S. Trombley considers the immorality concerned with sterilization issues – ‘Is it not condoning immorality? I
suppose it is. But which is the lesser evil, until we are able to remoralize whole groups and classes of people,
undergoing the harm done when already weak restraints on strong instincts are further weakened by
permissiveness in television, in films, or bookstalls?’

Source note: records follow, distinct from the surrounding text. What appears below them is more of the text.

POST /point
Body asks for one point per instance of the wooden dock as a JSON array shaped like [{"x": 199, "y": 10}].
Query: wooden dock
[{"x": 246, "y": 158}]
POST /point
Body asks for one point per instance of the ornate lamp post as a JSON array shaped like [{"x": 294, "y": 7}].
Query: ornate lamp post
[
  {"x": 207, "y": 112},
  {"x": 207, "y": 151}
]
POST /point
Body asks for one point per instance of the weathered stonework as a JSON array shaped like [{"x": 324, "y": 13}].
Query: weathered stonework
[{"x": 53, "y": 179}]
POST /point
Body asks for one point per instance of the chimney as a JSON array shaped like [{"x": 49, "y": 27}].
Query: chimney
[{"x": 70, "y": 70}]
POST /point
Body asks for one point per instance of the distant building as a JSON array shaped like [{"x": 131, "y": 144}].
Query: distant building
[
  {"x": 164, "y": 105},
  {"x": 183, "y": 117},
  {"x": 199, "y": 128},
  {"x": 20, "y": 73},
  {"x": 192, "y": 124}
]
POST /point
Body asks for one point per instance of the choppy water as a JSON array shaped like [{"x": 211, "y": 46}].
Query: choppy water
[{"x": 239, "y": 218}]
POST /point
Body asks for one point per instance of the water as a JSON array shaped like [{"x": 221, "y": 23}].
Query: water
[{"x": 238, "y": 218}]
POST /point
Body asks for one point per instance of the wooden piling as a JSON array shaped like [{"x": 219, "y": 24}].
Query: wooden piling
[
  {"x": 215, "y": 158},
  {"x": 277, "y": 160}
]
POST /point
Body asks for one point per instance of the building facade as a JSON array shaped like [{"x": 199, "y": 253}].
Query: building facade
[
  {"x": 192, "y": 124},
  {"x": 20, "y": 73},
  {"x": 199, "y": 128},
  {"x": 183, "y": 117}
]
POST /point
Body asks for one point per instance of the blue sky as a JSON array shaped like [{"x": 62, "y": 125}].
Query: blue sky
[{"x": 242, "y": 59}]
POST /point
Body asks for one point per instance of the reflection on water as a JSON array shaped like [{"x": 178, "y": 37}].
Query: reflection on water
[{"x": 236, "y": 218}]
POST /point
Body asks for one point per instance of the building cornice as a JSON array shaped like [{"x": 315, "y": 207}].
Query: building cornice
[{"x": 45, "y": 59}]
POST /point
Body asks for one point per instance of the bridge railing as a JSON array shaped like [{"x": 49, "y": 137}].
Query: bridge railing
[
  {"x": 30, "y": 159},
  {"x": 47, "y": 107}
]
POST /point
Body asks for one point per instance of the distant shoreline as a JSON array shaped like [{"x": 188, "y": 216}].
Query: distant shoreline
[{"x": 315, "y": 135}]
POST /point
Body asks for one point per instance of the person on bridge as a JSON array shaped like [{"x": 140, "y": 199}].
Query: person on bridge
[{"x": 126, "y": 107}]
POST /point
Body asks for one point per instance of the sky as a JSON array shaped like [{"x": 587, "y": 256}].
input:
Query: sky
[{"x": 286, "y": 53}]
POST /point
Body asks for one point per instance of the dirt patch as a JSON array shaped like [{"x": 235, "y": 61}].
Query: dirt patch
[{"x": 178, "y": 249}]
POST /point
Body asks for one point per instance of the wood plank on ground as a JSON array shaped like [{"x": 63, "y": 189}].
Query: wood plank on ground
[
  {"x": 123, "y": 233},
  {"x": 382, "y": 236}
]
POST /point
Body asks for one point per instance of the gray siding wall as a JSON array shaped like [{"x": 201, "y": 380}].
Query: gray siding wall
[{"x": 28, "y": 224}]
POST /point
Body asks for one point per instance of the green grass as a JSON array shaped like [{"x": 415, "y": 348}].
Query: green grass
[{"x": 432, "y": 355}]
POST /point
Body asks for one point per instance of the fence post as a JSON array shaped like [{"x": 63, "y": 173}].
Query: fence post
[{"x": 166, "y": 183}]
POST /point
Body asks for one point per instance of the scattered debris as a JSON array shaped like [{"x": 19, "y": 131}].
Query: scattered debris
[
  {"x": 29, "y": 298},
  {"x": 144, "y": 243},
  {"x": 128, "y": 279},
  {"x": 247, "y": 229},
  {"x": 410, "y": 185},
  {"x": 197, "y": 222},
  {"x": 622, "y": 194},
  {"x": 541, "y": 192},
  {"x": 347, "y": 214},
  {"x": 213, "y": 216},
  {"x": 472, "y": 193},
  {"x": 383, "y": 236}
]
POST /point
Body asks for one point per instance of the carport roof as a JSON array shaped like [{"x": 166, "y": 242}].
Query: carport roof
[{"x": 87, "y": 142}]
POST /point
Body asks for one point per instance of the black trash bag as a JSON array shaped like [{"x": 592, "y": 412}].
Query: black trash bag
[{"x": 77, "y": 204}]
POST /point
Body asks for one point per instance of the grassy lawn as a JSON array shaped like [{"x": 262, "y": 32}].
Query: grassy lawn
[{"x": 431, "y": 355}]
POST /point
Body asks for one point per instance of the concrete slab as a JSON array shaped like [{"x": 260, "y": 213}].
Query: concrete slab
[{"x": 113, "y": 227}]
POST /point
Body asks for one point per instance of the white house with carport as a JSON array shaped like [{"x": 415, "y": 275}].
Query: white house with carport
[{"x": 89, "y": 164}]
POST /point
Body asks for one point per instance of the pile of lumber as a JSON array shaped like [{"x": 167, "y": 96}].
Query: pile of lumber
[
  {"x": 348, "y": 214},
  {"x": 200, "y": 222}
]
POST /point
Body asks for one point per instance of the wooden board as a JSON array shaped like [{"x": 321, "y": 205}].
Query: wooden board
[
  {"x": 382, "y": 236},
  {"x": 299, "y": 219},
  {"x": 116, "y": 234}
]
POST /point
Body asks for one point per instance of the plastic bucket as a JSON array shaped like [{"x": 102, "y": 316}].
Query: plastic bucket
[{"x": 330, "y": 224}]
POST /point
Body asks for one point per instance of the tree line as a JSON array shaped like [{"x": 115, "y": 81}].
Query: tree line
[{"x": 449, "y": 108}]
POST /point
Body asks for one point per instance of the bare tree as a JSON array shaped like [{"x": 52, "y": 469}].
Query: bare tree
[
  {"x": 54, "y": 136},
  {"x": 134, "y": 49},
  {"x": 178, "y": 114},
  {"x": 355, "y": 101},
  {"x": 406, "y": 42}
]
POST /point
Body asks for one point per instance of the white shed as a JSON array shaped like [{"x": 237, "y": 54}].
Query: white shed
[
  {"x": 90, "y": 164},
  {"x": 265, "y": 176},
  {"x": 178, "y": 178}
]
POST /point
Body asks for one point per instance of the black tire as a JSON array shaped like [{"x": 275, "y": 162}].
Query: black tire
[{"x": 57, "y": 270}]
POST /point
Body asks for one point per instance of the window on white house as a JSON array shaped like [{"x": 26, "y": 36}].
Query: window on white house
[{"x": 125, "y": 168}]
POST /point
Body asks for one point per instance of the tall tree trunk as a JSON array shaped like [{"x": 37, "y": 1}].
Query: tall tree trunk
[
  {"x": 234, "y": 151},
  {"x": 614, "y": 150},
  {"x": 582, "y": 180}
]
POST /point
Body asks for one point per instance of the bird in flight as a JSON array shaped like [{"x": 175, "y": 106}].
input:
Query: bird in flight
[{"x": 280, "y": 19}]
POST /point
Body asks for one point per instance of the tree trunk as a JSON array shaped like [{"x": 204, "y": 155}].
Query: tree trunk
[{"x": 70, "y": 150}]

Critiquing Re B, Lee & Morgan state that it is difficult to see what is ‘human’ on this analysis of a basic human
right. They assert that it does not seem to attach by virtue of a person’s humanity and is capable of being pushed
aside for certain classes of person. ‘Nor is this right “basic”. It is contingent upon the person having the capacity
to value that right’.
Re P [1988]
A mother made her 17-year-old daughter a ward of court and sought leave for a sterilisation operation to be
carried out. The ward was attractive and normal looking but had the intellectual capacity of a six-year-old. That
made her particularly vulnerable to seduction. The risk of pregnancy and of the child being taken away at birth
would be disastrous. Medical opinion differed as to whether the ward would ever have sufficient mental capacity
to consent to a sterilisation.
It was held that it would be disastrous if the ward were to fall pregnant given her vulnerability. Accordingly, it was
in her best interests to have the operation and leave would be given for it to be carried out.
ADULTS
F v West Berkshire HA [1989]
36-year-old woman who had the mental age of a minor. The woman in question lived permanently at a mental
hospital under medical care. Her mother sought a declaration from the court to the effect that it would be lawful to
sterilize her daughter even though she is incapable of consenting to the operation.